When these identifications are cut or untied; there arises a natural freedom -- the lesser and greater freedom. The bodies do not die but then live not as slaves but as free men -- the "Three Brothers" Mr. Gurdjieff wrote about and then burned in 1934, when he had a bonfire built and burned all of his papers -- to the tears of Olgivana deHartmann and Madame deSalzmann. Oh, what we may have lost. The library at Alexandria perhaps?

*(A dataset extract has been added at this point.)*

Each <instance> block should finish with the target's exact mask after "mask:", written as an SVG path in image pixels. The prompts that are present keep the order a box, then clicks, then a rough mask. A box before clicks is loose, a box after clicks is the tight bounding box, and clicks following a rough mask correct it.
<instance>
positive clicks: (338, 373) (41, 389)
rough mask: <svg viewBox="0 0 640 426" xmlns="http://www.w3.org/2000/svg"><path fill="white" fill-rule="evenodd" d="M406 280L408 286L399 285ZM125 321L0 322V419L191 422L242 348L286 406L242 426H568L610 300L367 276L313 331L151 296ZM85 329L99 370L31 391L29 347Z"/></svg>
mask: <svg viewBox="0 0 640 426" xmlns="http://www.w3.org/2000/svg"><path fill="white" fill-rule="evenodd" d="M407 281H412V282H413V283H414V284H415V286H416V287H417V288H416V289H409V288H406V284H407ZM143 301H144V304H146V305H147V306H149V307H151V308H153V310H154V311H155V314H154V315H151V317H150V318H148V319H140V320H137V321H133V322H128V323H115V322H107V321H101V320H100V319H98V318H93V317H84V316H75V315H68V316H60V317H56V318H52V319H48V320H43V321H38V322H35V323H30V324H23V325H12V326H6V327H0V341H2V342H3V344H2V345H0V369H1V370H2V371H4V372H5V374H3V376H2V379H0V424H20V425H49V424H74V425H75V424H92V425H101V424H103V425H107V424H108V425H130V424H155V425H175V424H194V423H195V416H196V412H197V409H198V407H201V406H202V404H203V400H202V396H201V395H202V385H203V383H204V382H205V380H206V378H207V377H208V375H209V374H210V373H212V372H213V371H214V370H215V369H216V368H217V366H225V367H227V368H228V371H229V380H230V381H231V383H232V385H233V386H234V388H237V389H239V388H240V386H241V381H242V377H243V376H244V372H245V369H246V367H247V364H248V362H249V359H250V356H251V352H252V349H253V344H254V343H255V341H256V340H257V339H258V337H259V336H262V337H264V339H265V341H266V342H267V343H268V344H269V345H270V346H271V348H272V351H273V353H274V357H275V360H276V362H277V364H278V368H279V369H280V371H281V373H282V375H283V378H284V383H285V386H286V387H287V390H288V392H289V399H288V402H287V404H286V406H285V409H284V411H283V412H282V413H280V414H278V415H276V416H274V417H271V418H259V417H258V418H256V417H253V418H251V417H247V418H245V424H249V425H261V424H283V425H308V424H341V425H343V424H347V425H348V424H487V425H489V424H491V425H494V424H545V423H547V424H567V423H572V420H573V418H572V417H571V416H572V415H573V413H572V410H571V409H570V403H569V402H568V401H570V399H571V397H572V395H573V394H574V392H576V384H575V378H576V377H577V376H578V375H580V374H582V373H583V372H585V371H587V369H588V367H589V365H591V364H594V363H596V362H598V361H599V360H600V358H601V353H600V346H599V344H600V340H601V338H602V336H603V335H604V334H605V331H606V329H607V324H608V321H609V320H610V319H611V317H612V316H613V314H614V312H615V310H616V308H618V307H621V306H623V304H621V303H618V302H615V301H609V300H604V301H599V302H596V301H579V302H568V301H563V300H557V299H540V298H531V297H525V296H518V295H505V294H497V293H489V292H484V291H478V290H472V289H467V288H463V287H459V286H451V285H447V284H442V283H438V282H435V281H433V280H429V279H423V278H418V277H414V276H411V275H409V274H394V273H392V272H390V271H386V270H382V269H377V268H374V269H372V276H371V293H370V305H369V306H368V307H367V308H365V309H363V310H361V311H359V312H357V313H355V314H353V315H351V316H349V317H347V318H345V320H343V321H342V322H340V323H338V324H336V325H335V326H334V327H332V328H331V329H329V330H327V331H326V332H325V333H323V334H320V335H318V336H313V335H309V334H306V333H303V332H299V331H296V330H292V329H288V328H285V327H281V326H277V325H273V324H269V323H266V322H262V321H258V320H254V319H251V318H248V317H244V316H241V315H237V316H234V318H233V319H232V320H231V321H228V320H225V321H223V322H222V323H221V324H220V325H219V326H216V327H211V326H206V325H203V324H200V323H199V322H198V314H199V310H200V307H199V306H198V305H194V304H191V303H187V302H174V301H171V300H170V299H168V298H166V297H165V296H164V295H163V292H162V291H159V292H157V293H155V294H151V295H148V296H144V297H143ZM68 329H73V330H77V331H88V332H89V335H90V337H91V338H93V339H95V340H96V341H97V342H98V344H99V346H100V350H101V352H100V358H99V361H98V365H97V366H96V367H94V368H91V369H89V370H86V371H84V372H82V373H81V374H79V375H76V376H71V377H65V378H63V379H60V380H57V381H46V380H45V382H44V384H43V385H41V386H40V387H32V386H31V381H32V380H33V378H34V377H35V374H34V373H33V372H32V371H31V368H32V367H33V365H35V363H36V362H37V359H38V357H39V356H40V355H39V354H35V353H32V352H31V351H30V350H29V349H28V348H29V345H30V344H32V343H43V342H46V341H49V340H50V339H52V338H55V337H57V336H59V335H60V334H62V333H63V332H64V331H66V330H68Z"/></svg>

All I know is that I am in Africa, and spend my time in two places, two worlds...outer and inner richness I cannot explain or describe. And there are two places in the studio building where I am working right next to each other -- the studio where we are making music, and next to it, an anechoic room where it is silent and dark so that it makes no difference whether your eyes are open or closed. I have spent much time there alone, and like Napoleon after he slept in the great Pyramid at Giza, and came out white as a ghost and never told what he experienced till his dying day, when he was asked, "Now that you are dying, would you like to tell us about your experience in the Pyramid?" and he began to say "Yes... but oh never mind, you would not believe me", and then he died...

Something has died in me, and I do not miss it one iota.

1 comment:

Fast Film said...

I know not whether you write these to get feedback, but offer mine. I too have been to Africa, to Kenya, and understand its sway. Despite being as different a culture as one can be, something about Kenya just felt...right. home. fathomable. I went to see the animals and came back impressed with the people.